Abiodun Theresa N, Okunbor Daniel, Osamor Victor Chukwudi
Department of Computer and Information Sciences, Covenant University, Ota, Nigeria.
Department of Mathematics and Computer Science, Fayetteville State University, Fayetteville, United States.
Health Technol (Berl). 2022;12(2):359-364. doi: 10.1007/s12553-022-00652-z. Epub 2022 Mar 11.

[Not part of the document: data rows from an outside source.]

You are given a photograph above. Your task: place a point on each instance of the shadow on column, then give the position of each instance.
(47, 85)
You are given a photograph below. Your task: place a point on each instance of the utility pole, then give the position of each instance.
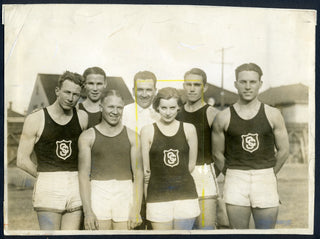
(222, 70)
(222, 77)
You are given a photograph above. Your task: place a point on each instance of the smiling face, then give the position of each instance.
(168, 109)
(112, 108)
(248, 84)
(94, 86)
(144, 92)
(68, 94)
(193, 85)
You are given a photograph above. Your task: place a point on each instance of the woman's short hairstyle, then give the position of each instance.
(166, 94)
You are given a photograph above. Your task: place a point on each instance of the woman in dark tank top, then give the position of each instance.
(169, 150)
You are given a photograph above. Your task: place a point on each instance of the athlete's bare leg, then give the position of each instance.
(49, 220)
(162, 225)
(120, 225)
(239, 216)
(207, 218)
(183, 224)
(265, 218)
(71, 220)
(105, 224)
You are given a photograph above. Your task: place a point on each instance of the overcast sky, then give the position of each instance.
(168, 40)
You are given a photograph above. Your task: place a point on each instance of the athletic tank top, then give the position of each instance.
(93, 118)
(200, 121)
(249, 143)
(170, 178)
(110, 157)
(57, 147)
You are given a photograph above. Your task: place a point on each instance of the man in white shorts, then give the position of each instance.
(245, 137)
(201, 115)
(110, 170)
(95, 83)
(140, 113)
(52, 133)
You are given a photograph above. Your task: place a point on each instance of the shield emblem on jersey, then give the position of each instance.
(63, 149)
(171, 157)
(250, 142)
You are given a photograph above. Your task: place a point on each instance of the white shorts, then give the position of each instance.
(167, 211)
(204, 180)
(254, 188)
(57, 192)
(111, 199)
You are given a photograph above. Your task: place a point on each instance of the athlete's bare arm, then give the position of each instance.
(211, 114)
(85, 143)
(147, 133)
(280, 136)
(192, 139)
(83, 119)
(137, 170)
(32, 129)
(220, 126)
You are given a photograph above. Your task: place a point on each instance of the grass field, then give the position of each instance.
(292, 185)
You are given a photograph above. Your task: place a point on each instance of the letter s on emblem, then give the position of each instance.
(250, 142)
(171, 157)
(63, 149)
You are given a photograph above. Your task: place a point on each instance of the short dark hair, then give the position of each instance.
(111, 93)
(145, 75)
(94, 70)
(166, 94)
(71, 76)
(197, 71)
(249, 67)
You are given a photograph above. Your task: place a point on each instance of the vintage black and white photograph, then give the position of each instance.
(166, 119)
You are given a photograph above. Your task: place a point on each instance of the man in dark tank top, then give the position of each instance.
(95, 82)
(110, 170)
(245, 137)
(52, 133)
(201, 115)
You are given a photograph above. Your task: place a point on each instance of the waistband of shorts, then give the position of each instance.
(252, 171)
(46, 209)
(111, 181)
(58, 173)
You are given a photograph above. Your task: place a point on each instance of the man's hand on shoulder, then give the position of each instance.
(211, 114)
(83, 119)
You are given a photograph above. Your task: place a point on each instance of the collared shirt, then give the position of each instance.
(136, 117)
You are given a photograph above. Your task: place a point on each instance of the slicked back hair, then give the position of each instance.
(145, 75)
(111, 93)
(249, 67)
(166, 94)
(94, 70)
(197, 71)
(71, 76)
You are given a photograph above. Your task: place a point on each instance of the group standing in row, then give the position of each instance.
(154, 159)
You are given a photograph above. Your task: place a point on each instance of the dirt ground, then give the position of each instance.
(292, 185)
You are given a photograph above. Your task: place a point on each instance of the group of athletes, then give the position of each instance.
(153, 164)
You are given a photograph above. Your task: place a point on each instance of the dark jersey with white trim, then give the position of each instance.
(200, 120)
(249, 144)
(93, 118)
(111, 157)
(170, 178)
(57, 147)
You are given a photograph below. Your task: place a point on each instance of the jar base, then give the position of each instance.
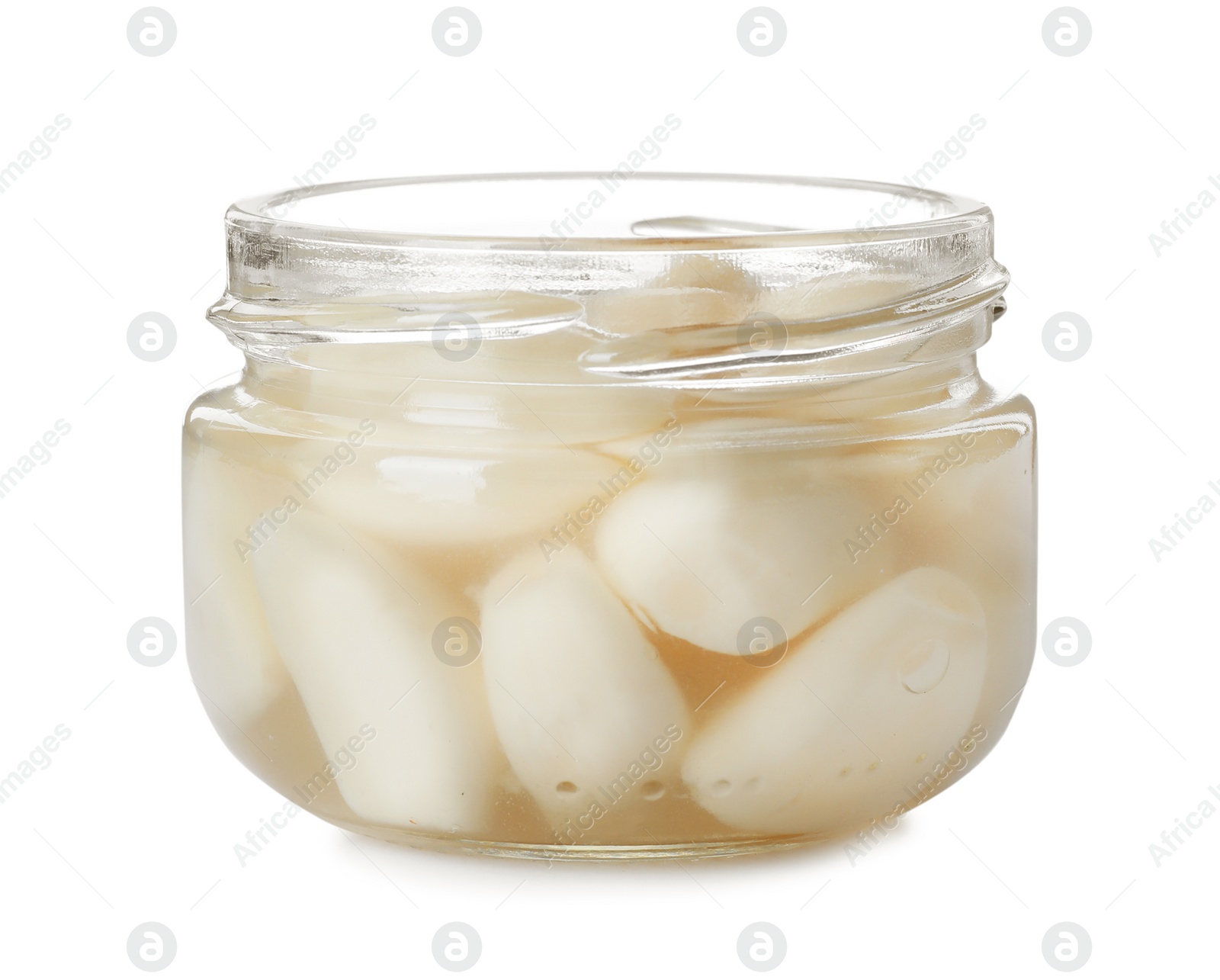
(549, 852)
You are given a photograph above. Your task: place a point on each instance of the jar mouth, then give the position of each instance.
(676, 280)
(612, 211)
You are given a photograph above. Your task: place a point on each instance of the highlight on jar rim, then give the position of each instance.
(605, 516)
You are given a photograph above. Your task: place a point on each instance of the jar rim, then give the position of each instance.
(936, 213)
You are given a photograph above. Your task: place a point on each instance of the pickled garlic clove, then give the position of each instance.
(701, 554)
(233, 658)
(451, 498)
(355, 625)
(586, 712)
(528, 390)
(853, 721)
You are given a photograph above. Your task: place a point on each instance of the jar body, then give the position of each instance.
(518, 619)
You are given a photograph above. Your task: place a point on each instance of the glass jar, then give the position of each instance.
(608, 516)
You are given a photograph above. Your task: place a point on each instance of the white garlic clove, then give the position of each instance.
(233, 658)
(583, 707)
(702, 554)
(355, 626)
(848, 724)
(445, 498)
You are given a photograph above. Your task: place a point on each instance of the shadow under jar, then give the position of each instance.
(573, 516)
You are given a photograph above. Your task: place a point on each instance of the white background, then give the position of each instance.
(1081, 159)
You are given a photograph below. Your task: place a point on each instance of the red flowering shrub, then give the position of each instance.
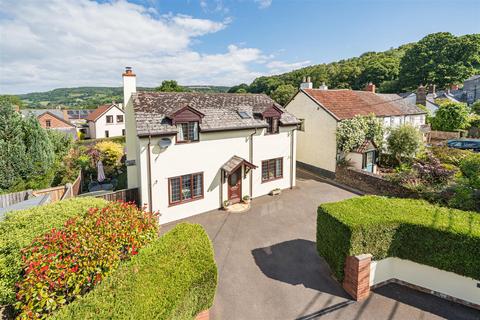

Monitoring any process is crucial and very necessary, this is to ensure that standard protocols and procedures are strictly adhered to, monitoring clinical trials is not an exception. It is one of the most crucial processes that should be monitored because human subjects are involved. In trying to monitor clinical trial, information and communication technology techniques can be deployed to facilitate the process and hence improve accuracy. This research formulates a new conceptual framework for monitoring clinical trial using Support Vector Machine and Artificial Neural Network classifiers with physiological datasets from a wearable device. The proposed framework prototype consists of data collection module, data transmission module, and data analysis and prediction module. The data analytic and prediction module is the core section of the proposed framework tailored with data analysis. These datasets are preprocessed and transformed and then used to train and test the system, through different experimental analysis including bagging Support Vector Machine (SVM) and Artificial Neural Network (ANN). The outcome of the analysis presents classification into three different categories, such as fit, unfit, and undecided participants. These various classifications are used to determine if a participant should be allowed to continue in the trial or not. This research provides a framework that is useful in monitoring clinical trial remotely, thereby informing the decision-making process of the research team.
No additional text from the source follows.